The faction has found a leader in Gov. Mark Sanford. It has a legislative vehicle in the form of the euphemistically titled Put Parents in Charge Act. And, it is clear now that the strategy is much more subtle and nuanced (some might even say disingenuous), than in the past. The Put Parents in Charge Act is carefully packaged and marketed with all the popular buzzwords to garner maximum support. Nevertheless, it is not what it appears.

It is the proverbial legislative wolf in sheep's clothing. Its specious title is followed by a declaration of legislative purpose contrived both to disguise the ultimate effect of the act and to appeal to principles that have near universal popular support when put forward in the abstract (but which relate only tangentially, if at all, to the act's putative purposes): 1) to restore parental control of education; 2) to improve public school performance, and 3) to expand educational opportunities for children of families in poverty.

However supportive of public education these principles may appear, the Put Parents in Charge Act nevertheless contains the seeds for the undoing of the public school system in South Carolina. Thus, the crux of the Put Parents in Charge debate is not really a question of whether we want to put parents in charge or to support the other stated legislative purposes; rather, it is a question of whether as a matter of public policy we in South Carolina want to continue to support a system of public education or whether we want to begin to dismantle it, or, at the very least, undermine its efforts to improve. (Secondarily, the question is also about the larger consequences of the latter choice.) That is how the debate needs to be framed, and that is the central question that needs to be asked of the act's supporters.

Frankly, I welcome a debate on that question. We engage in a great deal of public-policy debate about this or that piece of education-reform legislation, but very little debate about the existence and purpose of public schooling. That discussion is central to an informed debate about the Put Parents in Charge Act and to exposing the act's serious flaws. Would the act strengthen the important civic mission of public schools or put it in jeopardy? What about the role of strong public schools in promoting the health of the American economy? How would the act affect that mission?

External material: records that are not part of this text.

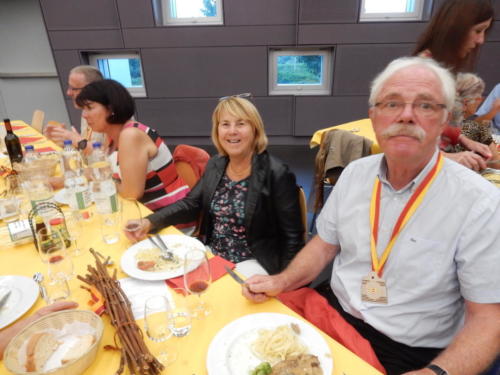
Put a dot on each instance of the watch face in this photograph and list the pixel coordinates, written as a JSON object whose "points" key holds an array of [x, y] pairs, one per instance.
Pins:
{"points": [[82, 145]]}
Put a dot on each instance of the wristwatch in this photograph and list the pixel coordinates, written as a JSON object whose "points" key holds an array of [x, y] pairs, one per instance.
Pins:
{"points": [[438, 370]]}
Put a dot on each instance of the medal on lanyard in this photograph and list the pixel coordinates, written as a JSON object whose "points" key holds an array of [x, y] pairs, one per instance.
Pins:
{"points": [[373, 286]]}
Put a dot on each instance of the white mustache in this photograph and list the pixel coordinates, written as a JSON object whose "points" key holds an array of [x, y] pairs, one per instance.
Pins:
{"points": [[413, 131]]}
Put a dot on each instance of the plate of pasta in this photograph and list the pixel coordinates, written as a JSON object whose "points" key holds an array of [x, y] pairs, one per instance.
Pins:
{"points": [[270, 339], [143, 261]]}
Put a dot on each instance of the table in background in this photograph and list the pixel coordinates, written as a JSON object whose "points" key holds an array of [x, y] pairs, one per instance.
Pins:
{"points": [[223, 296]]}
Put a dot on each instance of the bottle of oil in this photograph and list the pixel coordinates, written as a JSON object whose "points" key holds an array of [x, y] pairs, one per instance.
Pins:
{"points": [[12, 144]]}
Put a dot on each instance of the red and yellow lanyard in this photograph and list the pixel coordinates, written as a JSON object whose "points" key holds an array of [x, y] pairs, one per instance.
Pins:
{"points": [[405, 215]]}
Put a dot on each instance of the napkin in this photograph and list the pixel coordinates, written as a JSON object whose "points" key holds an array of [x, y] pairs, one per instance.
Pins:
{"points": [[216, 264], [25, 140], [315, 308]]}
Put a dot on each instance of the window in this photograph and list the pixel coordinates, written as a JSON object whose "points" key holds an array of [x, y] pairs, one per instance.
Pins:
{"points": [[124, 68], [391, 10], [192, 12], [300, 72]]}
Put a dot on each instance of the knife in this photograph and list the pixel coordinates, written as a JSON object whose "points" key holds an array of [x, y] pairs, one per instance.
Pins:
{"points": [[4, 299], [233, 274]]}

If providing competition for public schools is a principal goal of the Put Parents in Charge Act, such competition already exists in the form a host of nonpublic educational options. In fact, competition and alternative nonpublic-school options have prompted many public school systems to expand options and offer alternatives to meet discrete or special needs. (I clearly see evidence of that here in Horry County.) Perhaps the General Assembly ought to foster within those systems quality responses to those needs rather than undermine their fiscal ability to meet the challenges.

It has been my experience that most, if not all, of the challenges confronting public schools in their efforts to educate all children have been successfully met and overcome by one or another public school somewhere in America. There is a body of knowledge and best practices upon which public schools can draw to meet the needs of all students. Relative to addressing the legislative purposes of improving public school performance and expanding educational opportunities for children of families in poverty, public schools can meet those challenges if we want them to and if we enable them to.